Hello and welcome to the Dens Dispatch, an exclusive weekly take on Dundee FC from Gary Cocker.
Dundee must rise to occasion to secure top six after season of crumbling in biggest games
I remember the last game Dundee won in Leith. A callow youth that had just started high school, I journeyed to Edinburgh for a rare away day with my brother, who lived in the shadow of Easter Road at the time, to see the Tayzzuri take on the Cabbage and Ribs. We ended up on the front page of a national newspaper as part of a jubilant Dundee support celebrating a last-minute winner by Stevie Milne, my eyes gleefully fixed on a sullen, catatonic home support.
There was to be no such glee this season, though, as we turned in for 90 minutes everybody in dark blue would rather forget, not least Trevor Carson, who had what can only be described as several rushes of blood to the head all at once to gift Hibs their opener. Defeat leaves us in what feels like a two-way battle for sixth spot as we enter the home stretch. Hibs are the only bottom-six side we've lost to all season, and I can only hope that doesn't prove crucial once we hit gameweek 33.
Our poor away record to teams that play in green and white is, believe it or not, matched by our efforts against Celtic, who we face in midweek. A May 2001 double from Fabian Caballero in a post-split dead rubber at Parkhead marks the last occasion we smuggled three points out of the east end of Glasgow. Celtic's apparent troubles this season should give a fair few teams in the league hope of carrying out an upset, but history is not on our side. Unfortunately, our performances in this season's big games haven't been, either.

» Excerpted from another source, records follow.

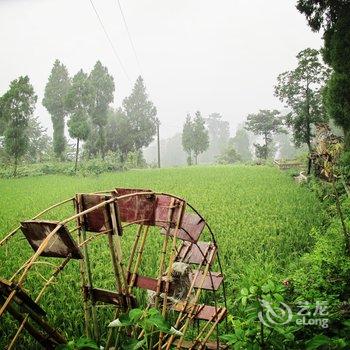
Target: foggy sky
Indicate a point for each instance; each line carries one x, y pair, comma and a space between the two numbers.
213, 56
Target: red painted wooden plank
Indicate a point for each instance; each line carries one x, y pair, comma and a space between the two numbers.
212, 280
197, 253
60, 245
191, 228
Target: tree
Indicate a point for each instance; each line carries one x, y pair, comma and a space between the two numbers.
228, 156
102, 95
301, 90
55, 102
337, 92
265, 123
219, 133
195, 137
140, 114
334, 17
78, 103
17, 107
118, 134
187, 138
2, 118
39, 143
200, 136
241, 144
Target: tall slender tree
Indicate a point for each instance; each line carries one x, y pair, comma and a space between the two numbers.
195, 137
55, 102
78, 103
18, 105
301, 90
241, 144
265, 123
187, 138
141, 114
333, 17
39, 143
103, 87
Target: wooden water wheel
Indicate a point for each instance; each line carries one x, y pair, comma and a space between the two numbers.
186, 283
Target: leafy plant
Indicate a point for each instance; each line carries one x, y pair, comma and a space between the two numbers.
265, 321
82, 343
150, 321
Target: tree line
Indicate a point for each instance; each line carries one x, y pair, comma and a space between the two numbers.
81, 104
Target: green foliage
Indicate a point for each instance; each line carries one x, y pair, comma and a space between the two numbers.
102, 90
195, 137
219, 133
55, 102
17, 107
322, 13
337, 101
301, 90
260, 217
39, 143
265, 123
241, 143
140, 115
228, 156
82, 343
334, 15
95, 166
78, 103
150, 321
261, 320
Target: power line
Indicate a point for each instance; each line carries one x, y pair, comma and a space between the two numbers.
129, 35
110, 41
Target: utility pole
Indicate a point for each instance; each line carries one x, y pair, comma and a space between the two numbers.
158, 141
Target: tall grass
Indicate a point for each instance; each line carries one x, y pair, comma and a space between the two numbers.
261, 219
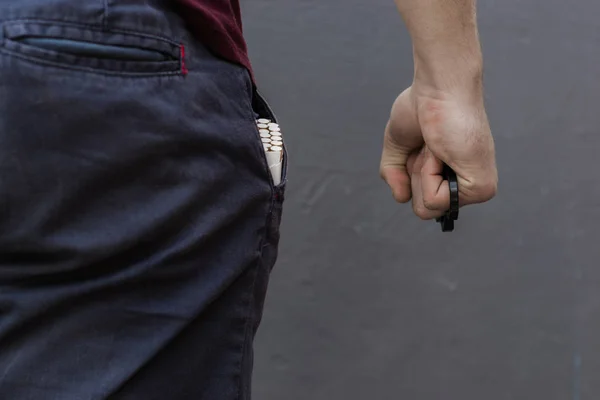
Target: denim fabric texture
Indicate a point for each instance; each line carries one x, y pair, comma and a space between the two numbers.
138, 220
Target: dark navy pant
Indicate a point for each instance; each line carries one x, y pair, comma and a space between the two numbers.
138, 219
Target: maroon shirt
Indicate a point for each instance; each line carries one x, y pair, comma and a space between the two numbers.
218, 24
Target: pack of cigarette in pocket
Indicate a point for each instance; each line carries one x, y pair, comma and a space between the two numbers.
272, 140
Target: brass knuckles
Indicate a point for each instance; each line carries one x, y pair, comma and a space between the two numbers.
447, 220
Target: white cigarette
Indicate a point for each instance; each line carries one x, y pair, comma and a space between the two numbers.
274, 161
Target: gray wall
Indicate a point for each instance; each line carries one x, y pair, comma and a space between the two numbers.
368, 302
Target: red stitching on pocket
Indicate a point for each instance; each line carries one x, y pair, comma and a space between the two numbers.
184, 69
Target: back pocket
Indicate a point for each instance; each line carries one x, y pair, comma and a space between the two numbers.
72, 46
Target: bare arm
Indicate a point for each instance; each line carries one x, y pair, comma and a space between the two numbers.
441, 118
445, 38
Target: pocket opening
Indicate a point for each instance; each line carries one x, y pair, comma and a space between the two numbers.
95, 50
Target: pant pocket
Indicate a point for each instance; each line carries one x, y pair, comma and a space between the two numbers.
73, 46
264, 111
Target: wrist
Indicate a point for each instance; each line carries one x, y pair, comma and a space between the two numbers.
450, 69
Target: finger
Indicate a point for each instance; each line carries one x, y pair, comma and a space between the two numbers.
435, 190
394, 169
417, 189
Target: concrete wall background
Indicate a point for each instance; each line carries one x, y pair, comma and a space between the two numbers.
367, 302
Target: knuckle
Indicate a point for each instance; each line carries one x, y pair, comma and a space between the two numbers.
429, 203
421, 212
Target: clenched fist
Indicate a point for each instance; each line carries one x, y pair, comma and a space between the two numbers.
428, 128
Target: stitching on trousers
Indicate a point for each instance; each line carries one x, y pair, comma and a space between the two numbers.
184, 69
105, 16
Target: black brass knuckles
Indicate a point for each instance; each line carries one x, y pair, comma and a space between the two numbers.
447, 220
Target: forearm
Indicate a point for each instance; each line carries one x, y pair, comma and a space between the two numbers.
447, 52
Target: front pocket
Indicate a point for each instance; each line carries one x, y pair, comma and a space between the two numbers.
73, 46
263, 110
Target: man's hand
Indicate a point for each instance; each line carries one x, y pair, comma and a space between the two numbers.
441, 118
428, 128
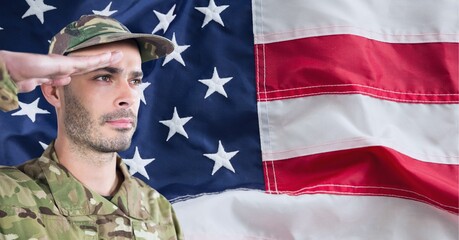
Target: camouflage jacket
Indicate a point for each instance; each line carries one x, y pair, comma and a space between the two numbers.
8, 90
42, 200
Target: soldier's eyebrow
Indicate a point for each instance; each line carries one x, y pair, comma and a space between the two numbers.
137, 74
114, 70
111, 70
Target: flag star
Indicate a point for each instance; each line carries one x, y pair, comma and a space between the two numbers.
106, 11
215, 84
176, 53
212, 12
221, 158
37, 8
176, 124
164, 20
141, 88
137, 164
30, 109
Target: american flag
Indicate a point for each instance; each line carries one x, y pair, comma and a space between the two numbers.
296, 119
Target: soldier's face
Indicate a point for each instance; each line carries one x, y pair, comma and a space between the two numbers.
100, 107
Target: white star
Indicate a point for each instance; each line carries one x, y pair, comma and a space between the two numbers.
164, 20
141, 88
212, 12
176, 124
137, 164
43, 145
221, 158
30, 109
106, 11
215, 84
37, 8
176, 53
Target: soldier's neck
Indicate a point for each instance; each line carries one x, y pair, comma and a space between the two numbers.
95, 170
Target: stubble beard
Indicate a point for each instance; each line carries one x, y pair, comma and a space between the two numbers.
84, 131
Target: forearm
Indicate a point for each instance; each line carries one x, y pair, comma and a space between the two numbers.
8, 90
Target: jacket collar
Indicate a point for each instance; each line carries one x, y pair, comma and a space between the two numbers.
72, 198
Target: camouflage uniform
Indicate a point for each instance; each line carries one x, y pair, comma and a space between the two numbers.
42, 200
8, 90
89, 30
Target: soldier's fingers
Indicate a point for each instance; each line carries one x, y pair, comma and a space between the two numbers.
30, 84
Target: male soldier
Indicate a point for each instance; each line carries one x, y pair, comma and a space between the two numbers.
79, 188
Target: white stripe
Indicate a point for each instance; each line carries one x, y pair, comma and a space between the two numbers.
401, 21
304, 126
254, 215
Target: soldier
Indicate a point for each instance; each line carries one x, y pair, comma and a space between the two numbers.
80, 188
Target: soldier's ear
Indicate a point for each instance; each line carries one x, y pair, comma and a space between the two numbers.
53, 94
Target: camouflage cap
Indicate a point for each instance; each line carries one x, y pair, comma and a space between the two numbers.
92, 30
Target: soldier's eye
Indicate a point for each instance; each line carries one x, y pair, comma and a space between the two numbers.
136, 81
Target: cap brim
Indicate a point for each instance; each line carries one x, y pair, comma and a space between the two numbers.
151, 46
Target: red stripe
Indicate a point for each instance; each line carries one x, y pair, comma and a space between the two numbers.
366, 171
347, 64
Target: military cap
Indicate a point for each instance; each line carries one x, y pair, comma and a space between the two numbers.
91, 30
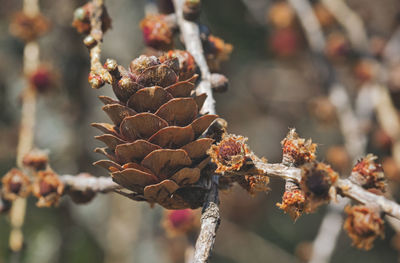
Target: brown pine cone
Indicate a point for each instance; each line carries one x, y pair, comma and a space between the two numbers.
155, 146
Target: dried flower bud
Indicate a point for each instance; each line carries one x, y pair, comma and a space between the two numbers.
365, 70
47, 188
96, 81
42, 79
36, 159
191, 9
323, 110
293, 203
187, 65
82, 16
338, 157
337, 45
219, 82
180, 222
217, 51
296, 150
15, 184
285, 42
281, 15
316, 182
157, 32
363, 225
27, 27
324, 17
230, 153
369, 174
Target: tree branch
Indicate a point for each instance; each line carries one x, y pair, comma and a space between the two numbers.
191, 37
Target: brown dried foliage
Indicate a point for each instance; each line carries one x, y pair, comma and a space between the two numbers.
15, 184
363, 225
47, 188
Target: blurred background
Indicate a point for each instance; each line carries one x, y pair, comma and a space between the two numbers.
275, 84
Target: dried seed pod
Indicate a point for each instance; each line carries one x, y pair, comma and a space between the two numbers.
15, 184
369, 174
296, 150
36, 160
216, 51
47, 188
316, 182
293, 203
82, 15
230, 153
27, 27
156, 145
157, 32
180, 222
363, 225
187, 65
281, 15
42, 79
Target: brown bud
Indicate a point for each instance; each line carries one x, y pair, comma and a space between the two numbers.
36, 160
27, 27
281, 15
363, 225
322, 109
293, 203
15, 184
230, 153
47, 188
338, 157
157, 32
324, 17
316, 182
369, 174
216, 51
296, 150
219, 82
180, 222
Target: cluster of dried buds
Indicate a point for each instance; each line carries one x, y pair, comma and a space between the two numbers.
232, 154
82, 19
158, 33
37, 179
317, 187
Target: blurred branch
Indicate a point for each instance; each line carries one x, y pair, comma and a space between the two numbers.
355, 138
344, 187
191, 37
98, 75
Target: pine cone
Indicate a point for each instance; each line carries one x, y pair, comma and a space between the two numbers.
155, 146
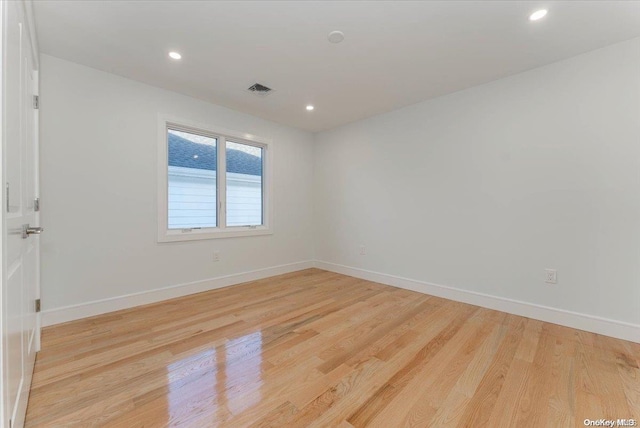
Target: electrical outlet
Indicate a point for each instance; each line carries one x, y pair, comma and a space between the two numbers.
551, 276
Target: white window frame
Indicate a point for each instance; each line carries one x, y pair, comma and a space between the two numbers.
221, 231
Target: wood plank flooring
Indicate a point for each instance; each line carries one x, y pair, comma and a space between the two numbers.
319, 349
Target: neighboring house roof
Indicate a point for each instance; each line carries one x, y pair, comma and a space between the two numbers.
183, 152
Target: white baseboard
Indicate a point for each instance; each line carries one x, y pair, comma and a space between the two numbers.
607, 327
97, 307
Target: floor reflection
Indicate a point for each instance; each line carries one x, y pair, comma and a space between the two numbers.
217, 383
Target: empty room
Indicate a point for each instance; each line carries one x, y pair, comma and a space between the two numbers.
320, 213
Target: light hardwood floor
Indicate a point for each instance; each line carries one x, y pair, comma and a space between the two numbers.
315, 348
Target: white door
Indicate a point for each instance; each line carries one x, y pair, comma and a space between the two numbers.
20, 250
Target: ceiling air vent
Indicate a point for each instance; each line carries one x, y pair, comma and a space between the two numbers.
259, 89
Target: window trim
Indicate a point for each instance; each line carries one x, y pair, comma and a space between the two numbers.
221, 134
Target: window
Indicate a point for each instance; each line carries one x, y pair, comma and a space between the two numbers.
211, 183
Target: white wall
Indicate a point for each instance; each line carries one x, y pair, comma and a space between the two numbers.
98, 186
485, 188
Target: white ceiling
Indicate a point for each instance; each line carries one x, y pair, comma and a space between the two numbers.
394, 53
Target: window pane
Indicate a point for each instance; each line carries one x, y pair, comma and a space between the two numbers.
192, 192
244, 184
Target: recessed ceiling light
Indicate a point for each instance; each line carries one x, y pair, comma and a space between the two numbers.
336, 36
538, 14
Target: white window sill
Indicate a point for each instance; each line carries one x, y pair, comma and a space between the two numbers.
177, 235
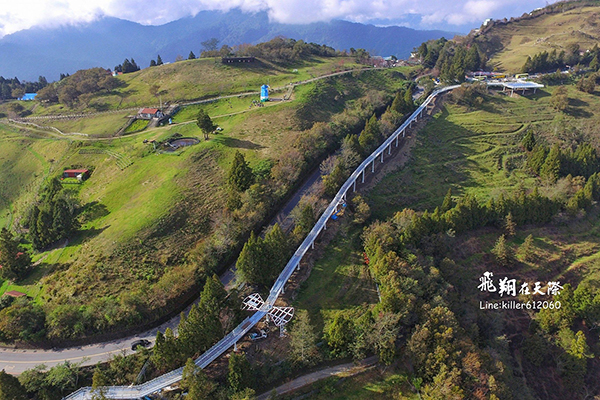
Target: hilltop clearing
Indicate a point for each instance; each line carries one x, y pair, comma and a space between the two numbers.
564, 26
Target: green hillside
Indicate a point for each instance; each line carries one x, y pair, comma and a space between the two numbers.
154, 224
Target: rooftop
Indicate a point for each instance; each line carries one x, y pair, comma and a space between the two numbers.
522, 85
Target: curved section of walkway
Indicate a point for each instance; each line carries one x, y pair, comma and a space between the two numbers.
155, 385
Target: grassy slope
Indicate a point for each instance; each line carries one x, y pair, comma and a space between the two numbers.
185, 81
547, 32
467, 150
473, 152
339, 280
127, 207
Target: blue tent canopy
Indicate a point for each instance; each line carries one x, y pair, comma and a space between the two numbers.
264, 93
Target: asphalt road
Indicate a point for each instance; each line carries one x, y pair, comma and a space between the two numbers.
16, 361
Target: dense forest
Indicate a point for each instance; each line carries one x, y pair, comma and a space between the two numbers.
450, 59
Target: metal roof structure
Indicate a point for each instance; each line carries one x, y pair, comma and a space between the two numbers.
522, 85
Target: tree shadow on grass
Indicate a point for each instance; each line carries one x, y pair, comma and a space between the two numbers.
238, 143
93, 210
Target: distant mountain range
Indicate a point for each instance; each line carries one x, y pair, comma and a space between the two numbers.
108, 41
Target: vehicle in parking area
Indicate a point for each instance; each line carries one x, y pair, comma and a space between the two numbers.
138, 343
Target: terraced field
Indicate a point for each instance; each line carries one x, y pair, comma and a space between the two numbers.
472, 151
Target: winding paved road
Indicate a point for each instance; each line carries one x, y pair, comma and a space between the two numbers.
157, 384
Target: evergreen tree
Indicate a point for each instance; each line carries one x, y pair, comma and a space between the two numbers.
551, 168
251, 261
240, 175
447, 203
502, 252
276, 249
370, 137
205, 123
526, 249
14, 261
195, 382
11, 388
528, 141
240, 373
339, 335
509, 225
408, 101
399, 105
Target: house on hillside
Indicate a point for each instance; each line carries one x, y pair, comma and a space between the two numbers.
231, 60
28, 97
79, 174
15, 294
149, 113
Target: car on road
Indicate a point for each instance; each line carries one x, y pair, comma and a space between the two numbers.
138, 343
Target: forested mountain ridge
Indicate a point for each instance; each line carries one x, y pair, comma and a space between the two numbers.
107, 41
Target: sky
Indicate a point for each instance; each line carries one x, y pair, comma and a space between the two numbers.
453, 15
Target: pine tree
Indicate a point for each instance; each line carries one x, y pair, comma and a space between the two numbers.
205, 123
339, 335
399, 105
239, 376
408, 101
528, 141
447, 204
526, 249
250, 263
551, 167
276, 248
240, 175
502, 252
509, 225
195, 382
303, 339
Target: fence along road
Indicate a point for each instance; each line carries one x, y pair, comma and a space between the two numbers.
155, 385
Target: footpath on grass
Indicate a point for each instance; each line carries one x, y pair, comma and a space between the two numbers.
342, 370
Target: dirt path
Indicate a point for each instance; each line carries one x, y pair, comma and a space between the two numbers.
343, 370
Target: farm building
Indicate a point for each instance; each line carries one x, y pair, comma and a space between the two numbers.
14, 293
149, 113
28, 97
81, 174
231, 60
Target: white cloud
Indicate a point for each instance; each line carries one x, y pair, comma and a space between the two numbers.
22, 14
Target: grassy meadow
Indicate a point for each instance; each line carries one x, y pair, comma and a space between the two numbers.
143, 214
544, 33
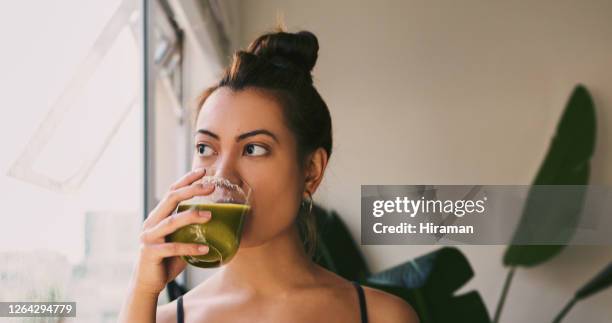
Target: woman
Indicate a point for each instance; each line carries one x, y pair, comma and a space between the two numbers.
264, 123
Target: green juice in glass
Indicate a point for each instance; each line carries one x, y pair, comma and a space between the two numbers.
221, 233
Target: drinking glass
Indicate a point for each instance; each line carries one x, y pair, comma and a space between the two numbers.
229, 204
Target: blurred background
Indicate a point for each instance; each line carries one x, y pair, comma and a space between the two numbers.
96, 125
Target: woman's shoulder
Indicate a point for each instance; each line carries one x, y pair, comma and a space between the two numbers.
384, 307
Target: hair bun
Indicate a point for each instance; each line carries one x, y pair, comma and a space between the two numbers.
300, 49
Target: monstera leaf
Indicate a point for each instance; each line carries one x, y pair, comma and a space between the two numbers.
336, 249
566, 163
428, 283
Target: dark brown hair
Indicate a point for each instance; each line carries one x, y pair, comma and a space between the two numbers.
279, 64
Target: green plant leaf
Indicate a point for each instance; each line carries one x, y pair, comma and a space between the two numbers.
336, 249
430, 282
566, 163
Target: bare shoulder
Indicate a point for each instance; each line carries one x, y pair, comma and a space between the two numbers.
384, 307
166, 313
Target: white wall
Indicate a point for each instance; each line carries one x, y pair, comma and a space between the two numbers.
458, 92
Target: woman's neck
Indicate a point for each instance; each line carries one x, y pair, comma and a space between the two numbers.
274, 268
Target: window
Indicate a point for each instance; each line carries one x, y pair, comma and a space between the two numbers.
71, 171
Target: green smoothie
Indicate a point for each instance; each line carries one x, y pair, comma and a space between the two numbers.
222, 233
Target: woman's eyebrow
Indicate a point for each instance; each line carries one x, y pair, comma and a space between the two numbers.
242, 136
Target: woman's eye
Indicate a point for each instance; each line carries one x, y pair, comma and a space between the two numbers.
204, 150
255, 150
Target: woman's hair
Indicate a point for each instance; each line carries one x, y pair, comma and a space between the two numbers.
279, 64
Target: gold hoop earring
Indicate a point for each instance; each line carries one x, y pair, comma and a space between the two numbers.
310, 201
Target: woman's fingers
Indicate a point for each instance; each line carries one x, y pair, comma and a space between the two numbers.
157, 252
188, 178
173, 222
173, 198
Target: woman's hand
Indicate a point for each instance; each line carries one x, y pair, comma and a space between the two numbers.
159, 262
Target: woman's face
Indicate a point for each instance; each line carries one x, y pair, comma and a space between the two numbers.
243, 136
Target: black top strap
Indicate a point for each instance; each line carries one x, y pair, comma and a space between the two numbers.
179, 310
362, 304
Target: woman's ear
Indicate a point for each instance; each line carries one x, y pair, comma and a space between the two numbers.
315, 168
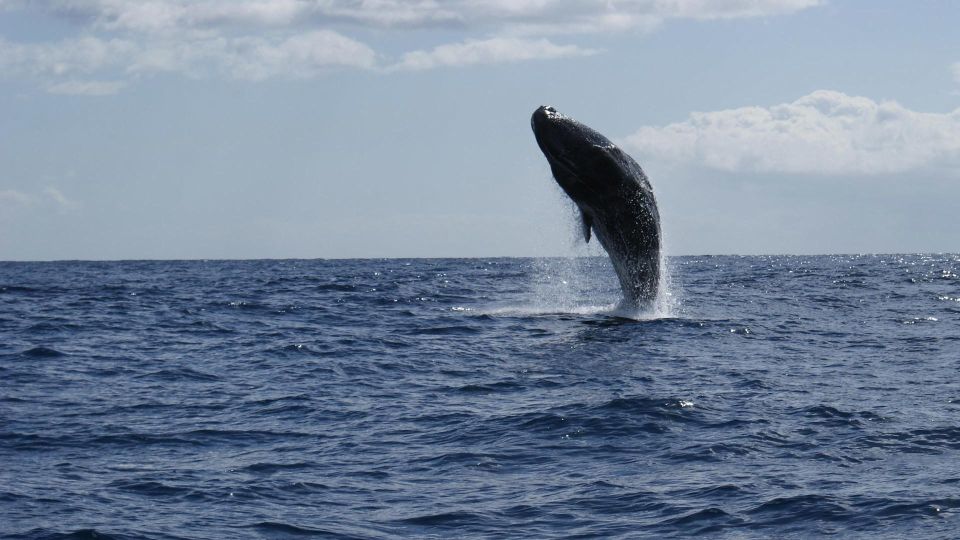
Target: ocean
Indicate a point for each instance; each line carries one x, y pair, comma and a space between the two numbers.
764, 397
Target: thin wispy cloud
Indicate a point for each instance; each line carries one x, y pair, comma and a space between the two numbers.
86, 88
261, 39
488, 51
49, 197
825, 132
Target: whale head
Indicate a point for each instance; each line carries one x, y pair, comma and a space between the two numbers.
587, 165
613, 194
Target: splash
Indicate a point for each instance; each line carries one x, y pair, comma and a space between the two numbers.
585, 285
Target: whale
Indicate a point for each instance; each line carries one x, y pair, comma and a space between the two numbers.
613, 196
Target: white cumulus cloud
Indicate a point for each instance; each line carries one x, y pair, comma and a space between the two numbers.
825, 132
488, 51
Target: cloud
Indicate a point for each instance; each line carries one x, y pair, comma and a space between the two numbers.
251, 58
487, 51
11, 199
80, 55
86, 88
589, 15
825, 132
261, 39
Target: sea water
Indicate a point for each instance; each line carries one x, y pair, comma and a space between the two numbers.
764, 397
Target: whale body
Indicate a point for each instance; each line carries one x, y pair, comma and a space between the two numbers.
614, 197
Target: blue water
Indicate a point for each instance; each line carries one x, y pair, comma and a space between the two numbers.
766, 397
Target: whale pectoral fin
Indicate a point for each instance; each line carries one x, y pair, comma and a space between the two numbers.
587, 222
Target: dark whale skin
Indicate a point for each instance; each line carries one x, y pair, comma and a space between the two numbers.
614, 196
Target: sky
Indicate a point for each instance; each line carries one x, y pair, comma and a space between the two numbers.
212, 129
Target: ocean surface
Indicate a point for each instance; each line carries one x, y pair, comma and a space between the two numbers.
764, 397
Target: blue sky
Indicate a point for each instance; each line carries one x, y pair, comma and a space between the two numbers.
389, 128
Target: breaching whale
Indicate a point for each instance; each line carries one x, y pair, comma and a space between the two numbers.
613, 195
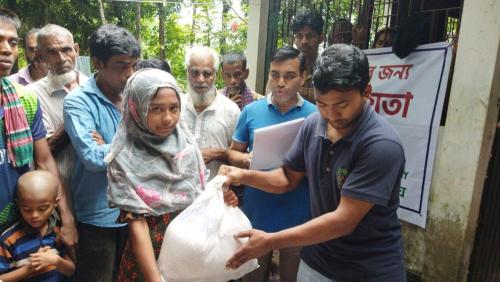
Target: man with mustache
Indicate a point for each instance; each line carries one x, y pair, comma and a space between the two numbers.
58, 51
35, 69
92, 113
234, 73
265, 210
210, 116
307, 27
353, 159
23, 144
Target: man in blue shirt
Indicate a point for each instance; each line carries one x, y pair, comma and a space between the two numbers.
20, 113
354, 161
284, 103
92, 113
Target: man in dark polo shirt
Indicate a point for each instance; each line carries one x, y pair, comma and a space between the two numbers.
354, 161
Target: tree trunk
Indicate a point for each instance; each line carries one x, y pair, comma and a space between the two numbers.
101, 12
193, 25
138, 21
161, 29
46, 4
222, 38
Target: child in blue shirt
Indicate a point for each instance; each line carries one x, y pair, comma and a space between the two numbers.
32, 249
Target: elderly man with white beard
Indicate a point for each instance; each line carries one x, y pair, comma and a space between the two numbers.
58, 51
210, 116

While we have come through a few sticky patches and come up with the goods late on in matches this season, I can't shake a deep, nagging frustration at our inability to rise to the occasion. Most matches this season can be labelled as high-pressure occasions, such is the tightness of the league and the rare opportunity still very much in our hands to secure a top-six spot and push Killie and St Mirren for a tilt at European competition (well, the qualifiers, at least). Nevertheless, at the points where the fans and even the pundits think we might be on the verge of a statement win, things have gone south very quickly.
In the League Cup this season, thanks to being the televised game in the final round of fixtures, we knew at kick off that a two-goal victory over Caley would secure a last-16 spot, but only managed a 1-0 victory. In the Scottish Cup, a mild goalkeeping crisis turned into a goalkeeping calamity as we surrendered two goals in three minutes away to Killie to extend our ignominious trophyless run to 114 years. In the Premiership itself, big travelling supports have made their way to Paisley and to Leith to face teams on poor runs of form, only to head home after bearing witness to our two poorest performances of the season.
It feels a bit churlish, or reactive to the point of whiplash, to pick at these scabs when Dundee remain in the top six with a more-than-comfortable cushion to the bottom two spots. After all, as I'll repeat until I'm blue in the face, for a newly promoted team that has overhauled its entire squad to look so at home in the top tier is an achievement in itself. However, with progress and improvement comes higher expectations and goals, and the financial benefits of a top-six finish - the larger gates, the prize money, the potential for Europe and therefore being parachuted into a later round of the League Cup - could make a huge difference to the business we can do in the summer. Setting our sights too low and continuing to humbly profess that survival would be gratefully received suggests a lack of ambition that can, in turn, become a self-fulfilling prophecy. Given the level of performance that we know the team can deliver, it's fair enough for us to raise our expectations.
I still feel confident that we'll make the top six. The clown-car that is Aberdeen FC has dropped out of contention along with Motherwell and St Johnstone, leaving ourselves and Hibs to duke it out for the final berth in the top half of the table. Facing both Celtic and Rangers before the split isn't ideal for us, but our other five games are all eminently winnable. Maximum points should be the target for our home ties against Killie, Aberdeen and Motherwell, and we should be aiming to take four points from away ties against St Johnstone and Aberdeen, too. Assuming we stay true to our rotten record against the Old Firm and gain nothing from those two games, those 13 points would put us on 45 points, which would have been enough to secure top six in seven of the last 10 seasons.
It's a tall ask - after all, were Dundee consistent, we'd already be renewing our passports - but avoiding a morale-sapping shellacking in midweek and then getting the ball rolling against Killie on Saturday is within our gift. And, if all else fails, at least we won't have to play bloody Hibs again this season.